On-Demand Ray Overview

Ray Overview

Ray.io is a distributed execution framework that makes it easy to scale your single machine applications, with little or no changes, and to leverage state of the art machine learning libraries.

Ray provides a set of core low-level primitives (Ray Core) as well as a family of pre-packaged libraries that take advantage of these primitives to enable solving powerful machine learning problems.

The following libraries come packaged with Ray:

Additionally, Ray has been adopted as a foundational framework by a large number of open source ML frameworks which now have community maintained Ray integrations.

Orchestrating Ray on Domino

Domino offers the ability to dynamically provision and orchestrate a Ray cluster directly on the infrastructure backing the Domino instance.

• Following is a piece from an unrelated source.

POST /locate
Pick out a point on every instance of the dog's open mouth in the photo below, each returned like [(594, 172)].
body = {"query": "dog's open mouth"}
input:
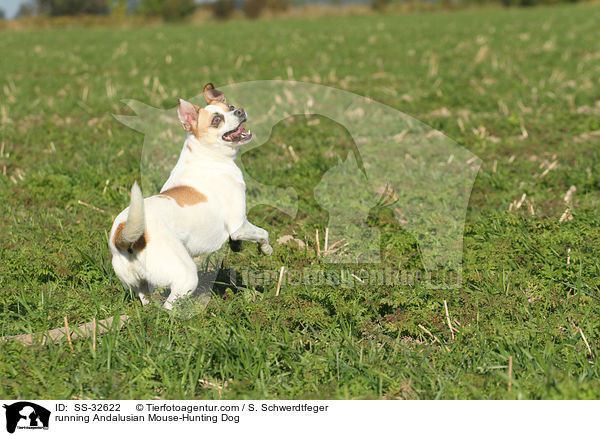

This allows Domino users to get quick access to Ray without having to rely on their IT team to create and manage a cluster for them.

When you start a Domino workspace for interactive work or a Domino job for batch processing, Domino will create, manage for you, and make available to your execution a containerized Ray cluster.

Suitable use cases

Domino on-demand Ray clusters are suitable for the following workloads:

  • Distributed multi-node training RaySGD provides a lightweight mechanism for taking existing PyTorch and Tensorflow models and scaling them across multiple machines to dramatically reduce training times. Ray is suitable for both distributed CPU and GPU training.

  • Hyperparameter optimization Launch a distributed hyperparameter sweep with just a few lines of code and no adaptation of your existing training harness. Take advantage of a large number of advanced parameter search algorithms.

  • Reinforcement learning Ray, in combination with the RLlib library, allows you to take advantage of a number of built-in reinforcement learning algorithms but also provides a general framework for developing your own.


While Ray offers a scalable serving capability, the ephemeral nature of the Domino Ray clusters does not make it a good fit for this use case.